Komorowska skarży się też na warunki.
- Cała placówka jest oblężona karaluchami, a żywność jest nieświeża, przez co były liczne zatrucia - opowiada. - Dary przekazywane od ludzi dla dzieci są zabierane przez kierowników. Zaczęłam mówić o tym problemie, a teraz chcą mnie usunąć z domu. Zapytałam się, co teraz mam zrobić, ponieważ nie mam gdzie się podziać. Moja rodzina jest również w ciężkiej sytuacji finansowej i nie może mi pomóc. Od kierownika otrzymałam odpowiedź: "No to masz problem" - tłumaczy Komorowska.

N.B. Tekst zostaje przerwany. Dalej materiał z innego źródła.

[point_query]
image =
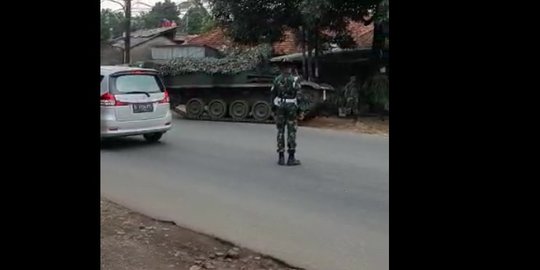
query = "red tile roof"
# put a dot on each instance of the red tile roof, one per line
(362, 35)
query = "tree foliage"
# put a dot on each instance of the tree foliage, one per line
(161, 10)
(197, 20)
(111, 20)
(253, 21)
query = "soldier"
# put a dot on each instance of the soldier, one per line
(285, 94)
(351, 96)
(377, 88)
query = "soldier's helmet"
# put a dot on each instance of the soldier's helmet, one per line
(285, 63)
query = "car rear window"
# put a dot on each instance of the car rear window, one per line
(136, 83)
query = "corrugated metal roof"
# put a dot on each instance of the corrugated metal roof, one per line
(141, 36)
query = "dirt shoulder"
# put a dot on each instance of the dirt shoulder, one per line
(366, 125)
(132, 241)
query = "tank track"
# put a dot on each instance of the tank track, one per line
(205, 117)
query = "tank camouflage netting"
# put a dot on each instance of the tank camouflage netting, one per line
(236, 61)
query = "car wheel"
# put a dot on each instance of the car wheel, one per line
(152, 137)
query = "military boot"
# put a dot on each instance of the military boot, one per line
(281, 160)
(292, 161)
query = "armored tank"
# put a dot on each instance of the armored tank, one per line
(231, 87)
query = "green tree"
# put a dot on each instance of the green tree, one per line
(197, 20)
(255, 21)
(111, 20)
(161, 10)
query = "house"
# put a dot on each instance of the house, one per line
(361, 34)
(141, 43)
(335, 66)
(167, 52)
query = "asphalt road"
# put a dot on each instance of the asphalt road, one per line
(222, 179)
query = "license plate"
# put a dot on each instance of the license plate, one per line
(143, 107)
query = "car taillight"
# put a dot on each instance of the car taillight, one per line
(108, 99)
(165, 98)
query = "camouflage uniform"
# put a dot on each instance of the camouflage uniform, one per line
(285, 94)
(351, 96)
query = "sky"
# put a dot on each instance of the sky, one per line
(136, 7)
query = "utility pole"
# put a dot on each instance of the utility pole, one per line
(127, 43)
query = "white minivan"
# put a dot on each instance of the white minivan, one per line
(134, 101)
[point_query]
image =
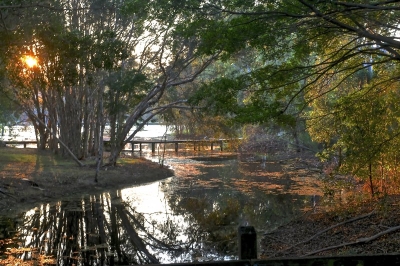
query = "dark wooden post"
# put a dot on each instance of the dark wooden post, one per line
(176, 146)
(247, 242)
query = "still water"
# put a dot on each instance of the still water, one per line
(192, 216)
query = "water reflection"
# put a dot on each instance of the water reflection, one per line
(193, 216)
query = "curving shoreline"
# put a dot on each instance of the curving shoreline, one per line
(29, 177)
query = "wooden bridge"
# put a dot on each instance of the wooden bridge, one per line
(138, 144)
(197, 144)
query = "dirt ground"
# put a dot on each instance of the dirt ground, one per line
(29, 178)
(358, 226)
(369, 227)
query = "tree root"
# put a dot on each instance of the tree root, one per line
(358, 241)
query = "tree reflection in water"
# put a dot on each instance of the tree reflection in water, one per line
(191, 217)
(96, 230)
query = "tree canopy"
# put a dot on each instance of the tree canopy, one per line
(329, 65)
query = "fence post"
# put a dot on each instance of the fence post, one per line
(247, 242)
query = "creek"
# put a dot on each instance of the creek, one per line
(191, 217)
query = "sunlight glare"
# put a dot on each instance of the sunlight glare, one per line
(30, 61)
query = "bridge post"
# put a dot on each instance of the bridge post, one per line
(247, 242)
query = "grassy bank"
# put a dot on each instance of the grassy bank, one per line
(29, 177)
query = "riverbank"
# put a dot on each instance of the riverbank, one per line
(370, 226)
(29, 177)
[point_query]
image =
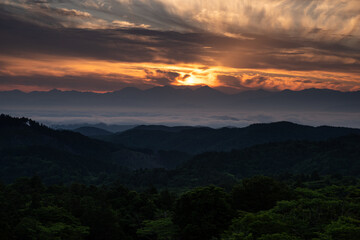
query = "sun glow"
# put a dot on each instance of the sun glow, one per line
(108, 75)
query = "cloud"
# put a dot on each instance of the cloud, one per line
(275, 44)
(164, 78)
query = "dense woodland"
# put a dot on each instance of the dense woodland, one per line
(63, 185)
(255, 208)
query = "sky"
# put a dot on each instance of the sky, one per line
(232, 45)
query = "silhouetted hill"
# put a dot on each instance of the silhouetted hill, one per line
(336, 156)
(204, 97)
(202, 139)
(107, 127)
(92, 131)
(28, 148)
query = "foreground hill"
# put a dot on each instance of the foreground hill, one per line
(202, 139)
(340, 156)
(28, 148)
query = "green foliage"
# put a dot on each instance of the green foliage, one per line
(259, 193)
(203, 213)
(160, 229)
(344, 228)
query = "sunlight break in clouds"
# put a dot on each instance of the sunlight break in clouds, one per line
(242, 45)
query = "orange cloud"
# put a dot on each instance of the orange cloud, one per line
(109, 74)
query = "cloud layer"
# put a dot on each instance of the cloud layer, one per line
(242, 45)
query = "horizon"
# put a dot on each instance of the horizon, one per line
(103, 46)
(192, 88)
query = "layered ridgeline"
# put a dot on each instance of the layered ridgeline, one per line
(203, 97)
(28, 148)
(196, 140)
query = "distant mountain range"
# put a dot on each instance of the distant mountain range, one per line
(28, 148)
(203, 97)
(96, 129)
(195, 140)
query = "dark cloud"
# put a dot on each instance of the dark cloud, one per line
(81, 83)
(20, 37)
(258, 80)
(231, 81)
(163, 77)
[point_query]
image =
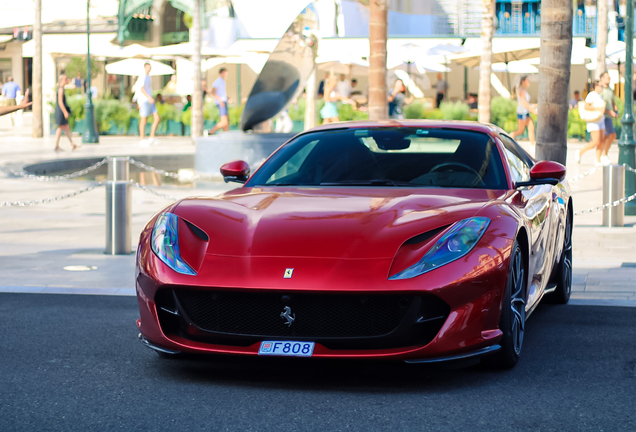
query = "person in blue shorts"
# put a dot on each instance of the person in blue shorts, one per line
(219, 94)
(523, 111)
(147, 106)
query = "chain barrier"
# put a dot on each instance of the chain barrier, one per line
(168, 173)
(605, 206)
(152, 191)
(60, 177)
(585, 174)
(47, 200)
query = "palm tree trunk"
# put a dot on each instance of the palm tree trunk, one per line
(554, 78)
(310, 100)
(485, 67)
(378, 17)
(601, 36)
(38, 125)
(197, 95)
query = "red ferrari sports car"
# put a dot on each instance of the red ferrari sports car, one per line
(421, 241)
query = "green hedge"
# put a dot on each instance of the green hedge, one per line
(113, 113)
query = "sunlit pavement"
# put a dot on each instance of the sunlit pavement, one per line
(38, 242)
(73, 363)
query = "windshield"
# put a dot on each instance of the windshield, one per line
(392, 157)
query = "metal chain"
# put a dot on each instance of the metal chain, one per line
(585, 174)
(167, 173)
(47, 200)
(60, 177)
(608, 205)
(152, 191)
(153, 169)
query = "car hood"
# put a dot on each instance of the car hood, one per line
(351, 223)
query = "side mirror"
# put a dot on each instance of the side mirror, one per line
(545, 172)
(236, 171)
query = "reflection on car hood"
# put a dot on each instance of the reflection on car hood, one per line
(346, 223)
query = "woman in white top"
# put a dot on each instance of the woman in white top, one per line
(594, 102)
(523, 111)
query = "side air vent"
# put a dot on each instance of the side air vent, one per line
(425, 236)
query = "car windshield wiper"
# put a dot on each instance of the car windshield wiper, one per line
(375, 182)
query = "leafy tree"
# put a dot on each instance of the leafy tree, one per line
(79, 64)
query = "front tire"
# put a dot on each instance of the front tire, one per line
(513, 313)
(564, 272)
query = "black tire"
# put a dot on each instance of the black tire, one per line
(564, 272)
(513, 313)
(169, 356)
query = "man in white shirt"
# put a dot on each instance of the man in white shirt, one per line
(147, 106)
(219, 93)
(441, 87)
(344, 86)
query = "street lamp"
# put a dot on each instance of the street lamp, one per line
(90, 131)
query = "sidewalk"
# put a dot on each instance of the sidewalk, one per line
(39, 242)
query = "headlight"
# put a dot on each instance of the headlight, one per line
(165, 243)
(456, 243)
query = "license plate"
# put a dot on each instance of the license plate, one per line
(287, 348)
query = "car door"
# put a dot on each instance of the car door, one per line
(535, 204)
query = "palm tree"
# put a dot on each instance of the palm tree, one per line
(485, 67)
(197, 95)
(554, 77)
(38, 126)
(378, 16)
(601, 36)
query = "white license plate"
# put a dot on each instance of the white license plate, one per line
(287, 348)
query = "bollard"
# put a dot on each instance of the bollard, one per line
(118, 207)
(613, 190)
(119, 168)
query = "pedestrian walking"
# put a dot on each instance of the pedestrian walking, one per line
(523, 111)
(321, 86)
(329, 112)
(593, 113)
(344, 86)
(10, 92)
(219, 93)
(147, 107)
(611, 112)
(397, 100)
(62, 113)
(574, 102)
(441, 87)
(77, 82)
(188, 104)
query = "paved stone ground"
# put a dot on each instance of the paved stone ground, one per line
(37, 242)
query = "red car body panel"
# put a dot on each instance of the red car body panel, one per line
(351, 240)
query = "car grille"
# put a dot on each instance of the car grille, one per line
(316, 315)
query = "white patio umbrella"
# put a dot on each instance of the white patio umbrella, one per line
(414, 83)
(343, 64)
(514, 67)
(135, 67)
(420, 66)
(253, 60)
(187, 49)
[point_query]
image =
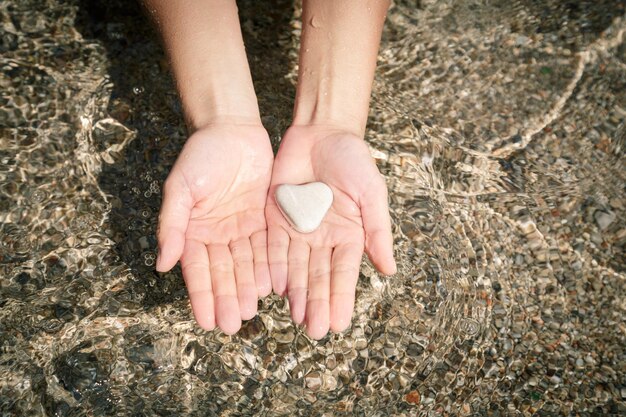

- Pani Iwona Komorowska została usunięta z ośrodka za niemoralne zachowanie. Kobieta nie zostanie bez dachu nad głową, zajmie się nią ośrodek pomocy społecznej w Bydgoszczy - wyjaśnia Robert Chorek, zastępca kierownika placówki. - Pani Iwona nie stosowała się regulaminu obowiązującego w ośrodku. Często przed placówkę przychodzili panowie pod wpływem alkoholu, na co nie możemy sobie pozwolić. Ta pani już raz otrzymała od nas szansę na pozostanie w Domu Samotnej Matki, niestety nie wykorzystała jej. Musimy dbać o to miejsce, szanować je - dodaje Chorek.
Iwona Komorowska zamierza jednak starać się o ponowne zamieszkanie w Domu Samotnej Matki z Dzieckiem we wsi Zopowy.